5. The Merger Agreement has been duly authorized (subject to approval by First Market’s shareholders), executed and delivered by First Market and constitutes a valid and legally binding agreement of First Market, enforceable in accordance with its terms, except as enforcement thereof may be limited by bankruptcy, insolvency, reorganization, moratorium or other similar laws relating to or affecting creditors’ rights generally or by general equitable principles.

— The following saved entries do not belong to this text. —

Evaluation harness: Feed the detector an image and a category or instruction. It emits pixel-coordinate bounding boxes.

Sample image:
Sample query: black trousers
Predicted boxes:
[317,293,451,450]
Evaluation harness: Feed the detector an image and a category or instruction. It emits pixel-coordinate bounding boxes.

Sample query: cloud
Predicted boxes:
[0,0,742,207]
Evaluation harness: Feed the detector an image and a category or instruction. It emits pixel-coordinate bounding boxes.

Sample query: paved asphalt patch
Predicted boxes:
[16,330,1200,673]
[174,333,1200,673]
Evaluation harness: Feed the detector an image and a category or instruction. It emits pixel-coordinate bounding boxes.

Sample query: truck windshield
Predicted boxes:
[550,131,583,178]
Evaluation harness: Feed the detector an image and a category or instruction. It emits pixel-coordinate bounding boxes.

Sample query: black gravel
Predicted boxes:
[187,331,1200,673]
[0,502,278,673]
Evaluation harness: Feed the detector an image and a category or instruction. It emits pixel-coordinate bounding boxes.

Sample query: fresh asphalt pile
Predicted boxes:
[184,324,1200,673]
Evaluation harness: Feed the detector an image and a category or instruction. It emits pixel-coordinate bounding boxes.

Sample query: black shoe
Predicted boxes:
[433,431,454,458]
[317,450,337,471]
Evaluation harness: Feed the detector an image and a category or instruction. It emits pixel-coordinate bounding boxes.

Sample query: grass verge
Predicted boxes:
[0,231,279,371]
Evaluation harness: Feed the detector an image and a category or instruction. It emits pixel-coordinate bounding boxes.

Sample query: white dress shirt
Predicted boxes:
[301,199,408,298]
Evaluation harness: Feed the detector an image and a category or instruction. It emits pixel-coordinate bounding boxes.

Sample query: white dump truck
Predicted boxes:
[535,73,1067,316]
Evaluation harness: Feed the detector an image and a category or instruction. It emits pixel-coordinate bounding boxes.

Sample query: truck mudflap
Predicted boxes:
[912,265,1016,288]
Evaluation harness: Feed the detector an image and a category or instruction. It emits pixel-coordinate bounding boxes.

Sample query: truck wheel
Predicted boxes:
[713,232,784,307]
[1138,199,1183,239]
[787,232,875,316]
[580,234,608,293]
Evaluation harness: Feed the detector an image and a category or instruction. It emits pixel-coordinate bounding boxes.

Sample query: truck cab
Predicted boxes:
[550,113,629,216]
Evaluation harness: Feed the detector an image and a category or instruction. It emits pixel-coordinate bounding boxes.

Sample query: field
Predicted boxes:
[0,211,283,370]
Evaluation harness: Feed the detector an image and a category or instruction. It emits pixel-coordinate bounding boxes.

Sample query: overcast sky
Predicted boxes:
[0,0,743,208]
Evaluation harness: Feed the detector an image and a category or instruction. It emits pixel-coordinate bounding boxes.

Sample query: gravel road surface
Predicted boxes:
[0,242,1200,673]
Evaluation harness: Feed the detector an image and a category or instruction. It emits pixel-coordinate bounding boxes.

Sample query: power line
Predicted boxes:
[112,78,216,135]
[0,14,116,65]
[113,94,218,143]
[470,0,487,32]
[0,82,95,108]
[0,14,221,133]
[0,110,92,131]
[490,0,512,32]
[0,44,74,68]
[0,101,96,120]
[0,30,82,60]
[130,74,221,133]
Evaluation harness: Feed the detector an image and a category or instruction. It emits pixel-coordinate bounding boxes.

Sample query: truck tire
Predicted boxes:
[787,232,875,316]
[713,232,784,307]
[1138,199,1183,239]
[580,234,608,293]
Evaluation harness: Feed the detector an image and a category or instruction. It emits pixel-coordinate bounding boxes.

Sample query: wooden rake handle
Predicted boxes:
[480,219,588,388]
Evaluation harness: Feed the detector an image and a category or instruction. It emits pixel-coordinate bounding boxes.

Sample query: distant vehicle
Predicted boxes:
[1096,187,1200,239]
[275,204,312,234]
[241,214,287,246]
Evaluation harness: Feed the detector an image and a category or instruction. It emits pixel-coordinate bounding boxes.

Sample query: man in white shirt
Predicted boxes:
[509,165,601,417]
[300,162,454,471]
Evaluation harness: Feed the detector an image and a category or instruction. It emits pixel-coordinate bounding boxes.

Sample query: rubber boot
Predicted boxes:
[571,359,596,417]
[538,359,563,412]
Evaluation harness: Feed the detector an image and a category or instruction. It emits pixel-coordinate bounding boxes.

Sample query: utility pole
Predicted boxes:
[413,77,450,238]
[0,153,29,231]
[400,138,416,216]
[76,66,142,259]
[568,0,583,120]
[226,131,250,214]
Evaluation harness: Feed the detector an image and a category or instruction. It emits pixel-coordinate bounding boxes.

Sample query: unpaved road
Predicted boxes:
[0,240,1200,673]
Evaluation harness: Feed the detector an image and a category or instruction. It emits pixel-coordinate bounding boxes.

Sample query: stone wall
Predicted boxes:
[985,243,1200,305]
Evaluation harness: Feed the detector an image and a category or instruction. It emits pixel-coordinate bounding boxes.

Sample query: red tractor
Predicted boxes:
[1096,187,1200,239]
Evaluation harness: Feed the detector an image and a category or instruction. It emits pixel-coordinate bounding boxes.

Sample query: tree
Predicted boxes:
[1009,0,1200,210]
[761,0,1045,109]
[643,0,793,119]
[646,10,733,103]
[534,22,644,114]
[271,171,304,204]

Except as disclosed in the Disclosure Letter delivered by First Market pursuant to the Merger Agreement (the “First Market Disclosure Letter”), compliance by First Market with its obligations under the Merger Agreement will not conflict with or constitute a breach of, or default under or give rise to, any right of termination, cancellation or acceleration with respect to, or result in a lien, charge or encumbrance upon any property or assets of First Market or any of its subsidiaries pursuant to, (i) any indenture, mortgage, deed of trust, loan agreement or note, or any other material agreement or instrument to which First Market or any of its subsidiaries is a party or by which First Market or any of its subsidiaries is bound or to which any of the property or assets of First Market or any of its subsidiaries is subject, (ii) the provisions of the charter, bylaws or other organizational documents of First Market or any of its subsidiaries or (iii) subject to the receipt of all required regulatory and shareholder approvals, any statute or any order, rule or regulation of any governmental entity having jurisdiction over First Market or any of its subsidiaries or any of their property, assets or operations.

6. Neither First Market nor any of its subsidiaries is a party to or subject to any order, decree, agreement, memorandum of understanding or similar agreement or other regulatory enforcement action, proceeding or order with or by, or is a party to or recipient of a commitment letter, supervisory letter or similar undertaking to or from, or is subject to any directive by, any governmental entity charged with the supervision or regulation of First Market or its subsidiaries (including the Office of Thrift Supervision and the FDIC), and neither First Market nor any of its subsidiaries has been advised by any such governmental entity that such governmental entity is contemplating issuing or requesting (or is considering the appropriateness of issuing or requesting) any such order, decree, agreement, memorandum of understanding, commitment letter, supervisory letter or similar submission, except as would not singly or in the aggregate result in a First Market Material Adverse Effect.

 

Exhibit C-2


7. Except as set forth in the First Market Disclosure Letter, there is no action, suit, proceeding, inquiry or investigation before or brought by any court, or governmental agency or body, domestic or foreign now pending, or, to the knowledge of First Market, threatened, against or affecting First Market or any of its subsidiaries, which would, singly or in the aggregate, result in a First Market Material Adverse Effect.

Capitalized terms used and not defined herein shall have the meanings ascribed to such terms in the Underwriting Agreement.

In Witness Whereof, the undersigned have executed this certificate as of this 10th day of September, 2009.